Bu amaçla 20’den fazla ülke liderinin katıldığı bir zirve düzenlendi Mısır’ın Şarm El Şeyh kentinde. İsrail Başbakanı yoktu, Filistin Devlet Başkanı Mahmud Abbas da. Netanyahu’yu zirvede Erdoğan’ın istemediği belirtilse de hazırlanan “platform”da pek de işi yok gibiydi. Abbas niye yoktu, o bilinmiyor. Zaten ABD geçen ay BM’de yapılan yıllık oturumlara da Filistin heyetinin katılmasını istememiş, heyete vize vermemişti. Filistin’in meşru temsilcileri BM toplantısına zoom ile katılmak zorunda kaldılar.

Bu zirve öncesinde belli ki arka planda yoğun bir diploması yürütüldü. Sonuçta zirve pek çok ikili ve çoklu temasa sahne oldu ve Trump, Erdoğan, Mısır Cumhurbaşkanı Abdulfettah es-Sisi ve Katar Emiri Al Sani, "Kalıcı Barış ve Refah İçin Trump Mutabakatı"nı büyük bir şatafat eşliğinde imzaladı.

Barış elbette önemli. Birleşmiş Milletler'in güvenilir bulduğu Hamas kontrolündeki bölgedeki Sağlık Bakanlığının verilerine göre, İsrail'in Gazze'ye düzenlediği saldırılarda en az 67.869 kişi hayatını kaybetti. Bu kişilerin çoğu kadın ve çocuk.
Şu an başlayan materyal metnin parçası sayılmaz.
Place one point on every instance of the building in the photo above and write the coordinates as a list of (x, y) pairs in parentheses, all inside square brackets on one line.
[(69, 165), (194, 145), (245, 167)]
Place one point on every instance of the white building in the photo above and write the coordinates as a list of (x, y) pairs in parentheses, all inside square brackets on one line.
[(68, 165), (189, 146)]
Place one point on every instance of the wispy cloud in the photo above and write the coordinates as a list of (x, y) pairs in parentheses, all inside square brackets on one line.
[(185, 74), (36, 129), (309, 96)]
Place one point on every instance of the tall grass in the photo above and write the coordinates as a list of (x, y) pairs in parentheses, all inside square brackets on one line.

Binlerce insan sürgün edildi, evlerini kaybetti.

Ancak olup bitenin arka yüzüne de bakmak zorundayız. Dört liderin imzaladığı anlaşma elbette bir barış anlaşması değil, bir ateşkes. Metinde şu ifadeler yer alıyor:

"Kalıcı barışın, hem Filistinlilerin hem de İsraillilerin temel insan haklarıyla insanlık onurlarının korunması ve güvenliklerinin garanti altına alınmasıyla sağlanabileceğinin farkındayız. Gelecekteki anlaşmazlıkların uzun süreli çatışmalar yerine diplomatik angajman ve müzakereler yoluyla çözülmesini taahhüt ediyoruz."

Ancak şu soruları da sormak durumundayız: İki devletli çözüme ne oldu? İsrail’in 1967 işgali öncesi sınırlarına çekilmesi taleplerine ne oldu? İsrail’in Filistin’de “işgalci” konumda olduğu kayda geçirildi mi, geçirilecek mi? İki yıl süren “Soykırım” uygulamasından ne zaman söz edilecek?
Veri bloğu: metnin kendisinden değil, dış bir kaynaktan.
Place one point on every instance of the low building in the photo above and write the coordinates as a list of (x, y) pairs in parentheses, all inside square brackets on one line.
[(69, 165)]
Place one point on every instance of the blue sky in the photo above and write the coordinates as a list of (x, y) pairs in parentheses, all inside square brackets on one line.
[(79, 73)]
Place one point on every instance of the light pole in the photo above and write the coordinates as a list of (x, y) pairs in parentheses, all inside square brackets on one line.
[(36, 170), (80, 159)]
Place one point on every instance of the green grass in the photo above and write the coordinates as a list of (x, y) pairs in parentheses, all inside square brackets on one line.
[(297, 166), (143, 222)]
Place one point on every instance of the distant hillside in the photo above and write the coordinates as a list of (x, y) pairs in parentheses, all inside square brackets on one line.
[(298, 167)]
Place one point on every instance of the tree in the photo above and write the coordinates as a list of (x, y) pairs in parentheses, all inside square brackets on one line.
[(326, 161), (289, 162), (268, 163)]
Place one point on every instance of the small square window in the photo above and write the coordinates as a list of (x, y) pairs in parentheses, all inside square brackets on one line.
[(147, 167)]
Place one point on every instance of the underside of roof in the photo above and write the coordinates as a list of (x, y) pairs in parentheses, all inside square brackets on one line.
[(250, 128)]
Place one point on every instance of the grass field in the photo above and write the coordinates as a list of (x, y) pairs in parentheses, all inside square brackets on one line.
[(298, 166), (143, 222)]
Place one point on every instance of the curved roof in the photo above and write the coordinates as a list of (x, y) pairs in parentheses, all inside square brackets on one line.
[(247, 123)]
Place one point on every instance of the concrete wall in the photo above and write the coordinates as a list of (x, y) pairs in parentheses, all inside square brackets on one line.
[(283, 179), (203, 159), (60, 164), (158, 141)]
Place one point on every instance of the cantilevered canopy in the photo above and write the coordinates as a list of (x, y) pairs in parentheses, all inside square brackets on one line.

BBC adına zirveyi takip eden Hugo Bachega mesela şu noktalara dikkat çekiyor:

“Trump'ın 20 maddelik planın kalan maddeleriyle ilgili müzakerelerin halihazırda devam ettiğini söylemesi yeni bir şeydi ancak bunların nasıl, nerede ve ne zaman gerçekleştirileceğine dair herhangi bir ayrıntı vermedi.”

“Hamas'ın geleceği, İsrail'in geri çekilmesinin boyutu ve Gazze'yi kimin yöneteceği gibi önemli engeller varlığını sürdürüyor. Bunlar, zorlu ve muhtemelen uzun görüşmeler gerektirecek anlaşmazlık noktaları. Bölgedeki birçok savaşın çıkışının merkezinde yer alan Filistin devleti meselesinden ise hiç bahsedilmemesi dikkat çekici.”

Sonuçta geriye Erdoğan ve Trump’ın büyük oranda kendi kamuoylarına yönelik performansları ve kırılgan bir barış kaldı. Bu imza Türkiye’de siyasi açıdan sıkışık bir durumda olan Erdoğan’a –seçmen desteği açısından- belki bir nefes aldıracaktır. On binlerce kayıp veren Gazze halkı için de şimdilik bir umut var. Sonrası ise soru işareti.